Aujourd’hui, le pays est pris dans une spirale de contestations. D’après la Cnrf, les conflits fonciers sont la plupart du temps le résultat des difficultés de gestion de l’espace qui découlent d’une «forte croissance démographique en milieu urbain, d’une pénurie de plus en plus aiguë de terres cultivables en milieu rural et d’un empiètement des terres de culture sur les pâturages et l’obstruction des pistes de transhumance et des voies d’accès aux points d’eau». Comme un peu partout ces derniers temps, ces conflits vont engendrer une «confrontation de prétentions fondées sur des légitimités et droits différents». En milieu rural, on note une récurrence des conflits opposant les agriculteurs aux éleveurs. En milieu urbain, les décisions des instances foncières sont contestées au nom d’une «propriété» coutumière comme ce fut le cas à Ndingler dans le différend entre Babacar Ngom, Pdg de Sedima, et les paysans autochtones.
Les «errements» de la politique gouvernementale en matière d’aménagement de l’espace ne sont pas pour faciliter les choses. «Les institutions judiciaires sont les organes chargés par l’Etat de trancher les litiges en appliquant les règles de droit. Le règlement judiciaire des conflits présente au moins l’avantage d’une application de règles de droit clairement et préalablement établies par des juges professionnels. Dans la pratique pourtant, le cadre formel est rarement sollicité. Un conflit intrafamilial ou interfamilial en milieu villageois a peu de chance d’être soumis aux instances juridictionnelles. Ces conflits sont généralement résolus selon les mécanismes traditionnels et, par conséquent, dépassent rarement le cadre du village. Le juge n’est pas l’autorité à laquelle elles recourent spontanément pour régler leur différend», note la Cnrf.

Peu de recours à la justice
De plus, de nombreuses informations montrent que même en cas d’intervention du juge, la décision judiciaire qui en découle n’éteint pas le conflit. Or, souligne le rapport, l’efficacité d’un système de règlement des conflits dépend certes des règles, mais aussi et surtout des effets de la décision définitive sur l’équilibre social. «C’est ce qui forge la perception que les populations ont de la justice, le degré de confiance qu’elles en ont d’elle. En milieu urbain, en dépit de la clarté des dispositions légales, les procédures idoines ne sont presque jamais déclenchées et rares sont les juges saisis qui font une application stricte de la loi», analyse le rapport.

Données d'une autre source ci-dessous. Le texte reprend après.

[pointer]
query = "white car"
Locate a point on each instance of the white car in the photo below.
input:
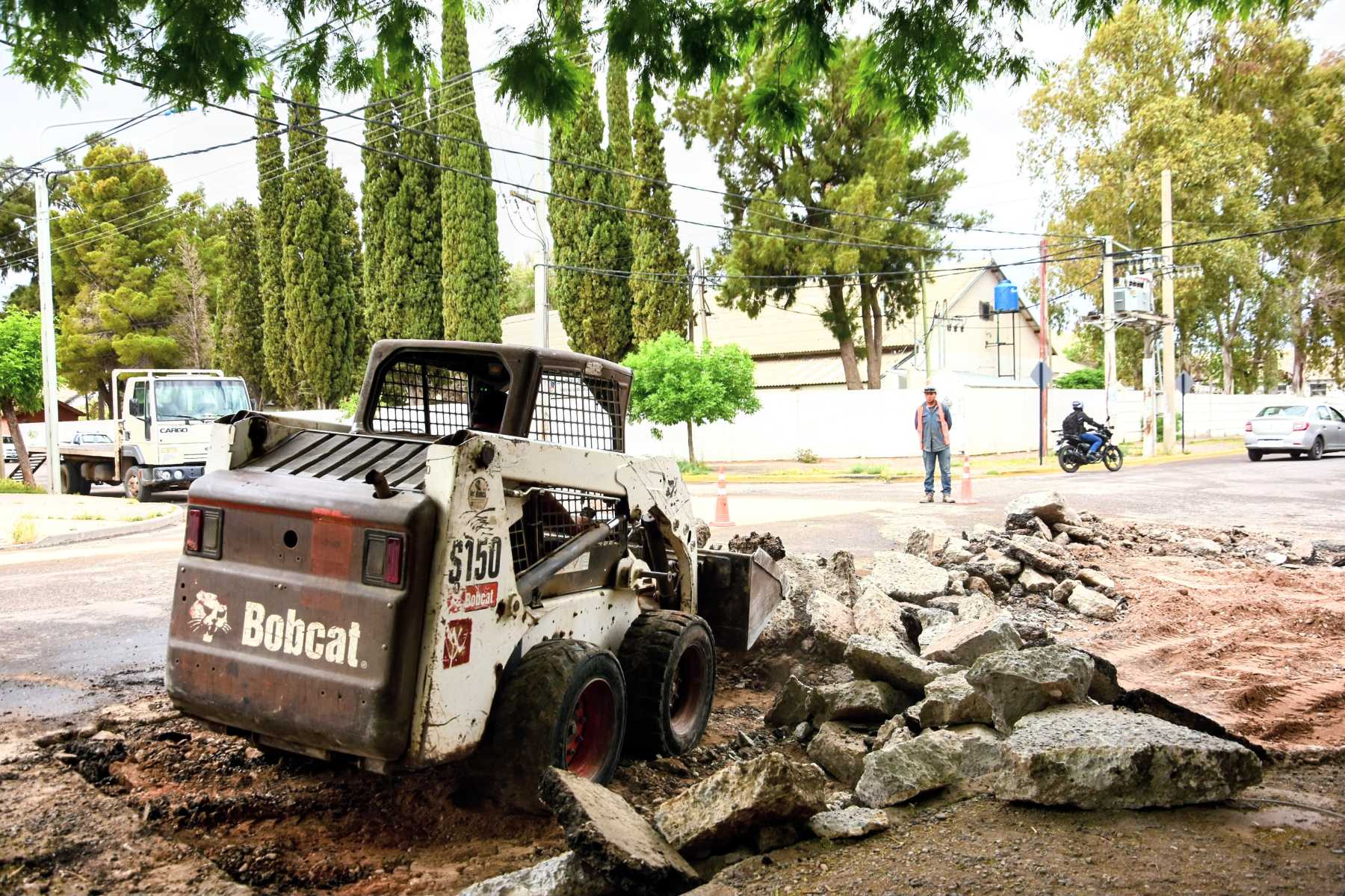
(1306, 430)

D’après la Cnrf, les approches alternatives de gestion des conflits sont particulièrement adaptées à des contextes ruraux où ce qui importe le plus, c’est moins de déterminer qui a raison que de préserver l’intérêt général et la solidarité locale, tout en sauvegardant l’honneur de tous. «Il faut remarquer qu’elles sont de plus en plus visibles en milieu urbain du fait de la politique de certains bailleurs de fonds de grands projets qui ne distinguent nullement occupants réguliers et occupants irréguliers dans l’indemnisation faisant suite à la prise de possession d’un espace occupé. Dans le souci de rapprocher la justice du justiciable et d’éviter l’engorgement des Cours et tribunaux, les pouvoirs publics ont créé les maisons de justice qui sont reconnues par les dispositions du Code de procédure pénale. Il s’agit d’un mode juridictionnel administratif, mais pas judiciaire», souligne la Cnrf dissoute aussi après la publication de son rapport.